General-purpose resins were initially used mainly in daily necessities such as household goods, engineering plastics are mainly used in applications for industry or manufacturing industry and, furthermore, super engineering plastics are used in specific fields, beyond satisfying required properties of materials for general industries and its market is continuously expanding.
As the automobile industry is focusing on more lightweight automobiles, demand for plastics is increasing in more various fields, and demand for polymer materials needed due to development of new technologies such as IT, semiconductors, electric vehicles, and the like is already growing in a variety of fields and is expected to be increasing more broadly in near future.

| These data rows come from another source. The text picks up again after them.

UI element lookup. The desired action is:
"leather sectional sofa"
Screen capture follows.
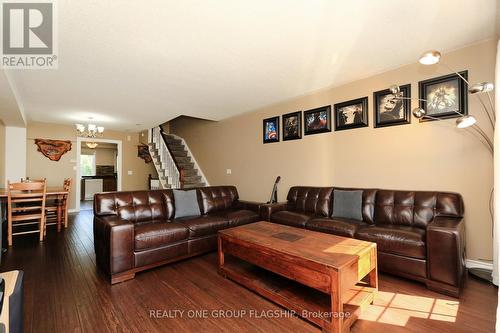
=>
[94,186,260,283]
[261,186,465,297]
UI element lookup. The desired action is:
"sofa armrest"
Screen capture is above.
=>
[236,200,263,214]
[426,217,465,288]
[94,215,134,276]
[260,202,287,221]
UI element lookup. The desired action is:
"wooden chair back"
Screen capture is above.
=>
[7,181,47,246]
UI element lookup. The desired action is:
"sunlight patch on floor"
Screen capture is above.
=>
[359,291,460,326]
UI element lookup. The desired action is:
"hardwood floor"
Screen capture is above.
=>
[1,211,497,333]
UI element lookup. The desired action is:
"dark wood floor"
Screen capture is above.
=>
[1,211,497,333]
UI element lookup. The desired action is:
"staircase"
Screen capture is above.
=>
[148,127,208,189]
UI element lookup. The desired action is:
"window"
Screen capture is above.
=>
[80,154,95,176]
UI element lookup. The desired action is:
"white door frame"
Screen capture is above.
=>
[75,137,123,212]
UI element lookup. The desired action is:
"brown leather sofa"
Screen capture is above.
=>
[261,186,465,297]
[94,186,260,283]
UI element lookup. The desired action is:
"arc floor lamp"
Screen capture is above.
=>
[389,50,496,282]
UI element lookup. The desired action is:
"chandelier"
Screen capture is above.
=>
[75,117,104,149]
[85,142,97,149]
[75,124,104,138]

Recently, to address environmental problems due to generally used existing plastics, use of polyalkylene carbonates, which are aliphatic alkylene carbonates based on carbon dioxide generated as a byproduct gas, has drawn much attention.
Among these aliphatic alkylene carbonates, polypropylene carbonate (PPC) is prepared by polymerizing propylene oxide and carbon dioxide using a special catalyst. Currently, in the U.S., Novomer and Eastman Kodak are co-developing PPC as a packaging material with excellent oxygen-blocking properties, Japan's Sumitomo Chemical Co., Ltd is trying to enhance physical properties of PPC through complexation with other plastics and, in particular, Tianquan and the like in China are commercially producing PPC thanks to active support from the Chinese government. However, productivity of PPC is limited due to deficiency in manufacturing technology, in particular catalyst technology. In South Korea, SK Innovation Co. Ltd has succeeded in production of carbon dioxide-based polymers by developing a catalyst technology capable of minimizing the amount of a cyclic carbonate and generating high molecular weight and, currently, a total of 16 institutions including enterprises, laboratories, universities, and the like are participating in “business for practical applications of green technology using byproduct gases” organized by Ulsan Technopark and are progressing development of eco-friendly products using carbon dioxide-based polymers and commercialization thereof.

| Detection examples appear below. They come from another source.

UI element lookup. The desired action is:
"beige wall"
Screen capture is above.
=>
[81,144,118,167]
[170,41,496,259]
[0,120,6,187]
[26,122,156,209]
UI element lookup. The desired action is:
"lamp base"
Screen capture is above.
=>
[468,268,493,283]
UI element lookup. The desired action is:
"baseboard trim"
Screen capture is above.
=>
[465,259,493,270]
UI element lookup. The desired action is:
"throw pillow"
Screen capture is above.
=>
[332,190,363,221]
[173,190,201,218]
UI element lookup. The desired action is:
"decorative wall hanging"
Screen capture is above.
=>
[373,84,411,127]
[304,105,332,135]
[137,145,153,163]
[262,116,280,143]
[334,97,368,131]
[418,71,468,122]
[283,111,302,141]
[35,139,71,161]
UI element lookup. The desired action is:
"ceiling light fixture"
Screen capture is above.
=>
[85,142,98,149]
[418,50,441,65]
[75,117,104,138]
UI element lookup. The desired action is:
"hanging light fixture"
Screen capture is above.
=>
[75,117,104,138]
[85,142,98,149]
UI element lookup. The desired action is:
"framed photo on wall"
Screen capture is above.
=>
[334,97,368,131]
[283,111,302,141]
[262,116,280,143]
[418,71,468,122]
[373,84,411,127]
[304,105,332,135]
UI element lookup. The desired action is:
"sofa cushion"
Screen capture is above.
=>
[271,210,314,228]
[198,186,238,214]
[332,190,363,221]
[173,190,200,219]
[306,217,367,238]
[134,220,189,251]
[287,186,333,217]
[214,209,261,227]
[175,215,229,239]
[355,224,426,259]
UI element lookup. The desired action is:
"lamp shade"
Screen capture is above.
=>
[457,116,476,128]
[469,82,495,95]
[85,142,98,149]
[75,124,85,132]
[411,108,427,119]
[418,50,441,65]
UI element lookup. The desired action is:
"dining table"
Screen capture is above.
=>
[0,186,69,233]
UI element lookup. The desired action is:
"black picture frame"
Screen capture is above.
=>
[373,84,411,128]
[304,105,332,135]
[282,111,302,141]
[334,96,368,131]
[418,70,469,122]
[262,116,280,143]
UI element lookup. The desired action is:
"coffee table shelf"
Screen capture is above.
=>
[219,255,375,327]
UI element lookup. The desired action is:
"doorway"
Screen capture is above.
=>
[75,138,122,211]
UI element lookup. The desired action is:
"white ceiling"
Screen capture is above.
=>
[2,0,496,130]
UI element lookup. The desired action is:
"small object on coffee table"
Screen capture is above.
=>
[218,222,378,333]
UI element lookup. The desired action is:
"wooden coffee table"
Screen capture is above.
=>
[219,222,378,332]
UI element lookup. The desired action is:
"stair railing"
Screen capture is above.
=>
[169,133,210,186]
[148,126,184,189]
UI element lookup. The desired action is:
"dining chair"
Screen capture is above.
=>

However, polyalkylene carbonates having a glass transition temperature Tg of about 38 to 40° C. are easily brittle at Tg or less and are not suitable for use in molded products due to soft and sticky properties thereof at Tg or higher, which makes use thereof as a plastic material difficult. Thus, efforts to use polyalkylene carbonates as a raw material of plastic products by improving impact strength characteristics and adhesiveness through mixing a polyalkylene carbonate with other materials and molding the mixture have continued. In particular, soft and sticky properties of polyalkylene carbonates at Tg or higher cause a phenomenon in which polyalkylene carbonate pellets are easily agglomerated as time elapses and thus the polyalkylene carbonate pellets are not fed into a molding machine when performing molding and have serious defects in distribution of the pellets. Thus, such properties need to be improved.
For example, Japanese Patent Application Laid-open No. 2007-119609 discloses a resin composition with enhanced tensile strength, elastic modulus of elongation and pyrolysis temperature by mixing polypropylene carbonate with calcium carbonate.
In addition, Chinese Patent Application Publication No. 1793237 discloses technology for enhancing glass transition temperature and mechanical characteristics, in particular tensile strength and impact strength by using a resin composition prepared by mixing polypropylene carbonate with layered silicate clay.
However, these resin compositions do not exhibit desired mechanical properties and therefore efforts to address such problems of polyalkylene carbonates through blending with polyolefin such as polyethylene (PE), polypropylene (PP), or the like, which is the most generally used, inexpensive, and has excellent processability among plastics, have been made.
However, it is impossible to blend polyolefin with polyalkylene carbonate due to a big difference between solubility parameters thereof. That is, there is no miscibility between the two resins.
In this regard, technologies for mixing between materials, which are not blended due to their different properties, have been developed according to respective base materials. For example, U.S. patent application Ser. Nos. 4,206,967 and 3,953,655 disclose use of a polymer prepared by copolymerizing or grafting a material selected from the group consisting of carboxylic acid, an anhydride, ester monomers, and the like onto a main chain or side chain of polyolefin or the like to mix a polar polymer such as ethylene vinyl alcohol (EVOH), nylon, or the like and polyolefin.
However, unlike existing base materials mixed with polyolefin, such as EVOH, nylon, and the like, when the polymer prepared by copolymerizing or grafting a material selected from the group consisting of carboxylic acid, an anhydride, ester monomers, and the like onto a main chain or side chain of polyolefin or the like is used to mix polyalkylene carbonate and polyolefin, a mixture of the two resins is unstable and thus miscibility therebetween is significantly deteriorated and it is therefore difficult to apply existing technologies to polyalkylene carbonates.
Thus, there is an urgent need to develop a polyalkylene carbonate-based molded product with enhanced mechanical characteristics and adhesiveness by increasing miscibility between polyalkylene carbonate, which is an eco-friendly material, and polyolefin such as polyethylene, polypropylene, or the like, which is a generally used plastic.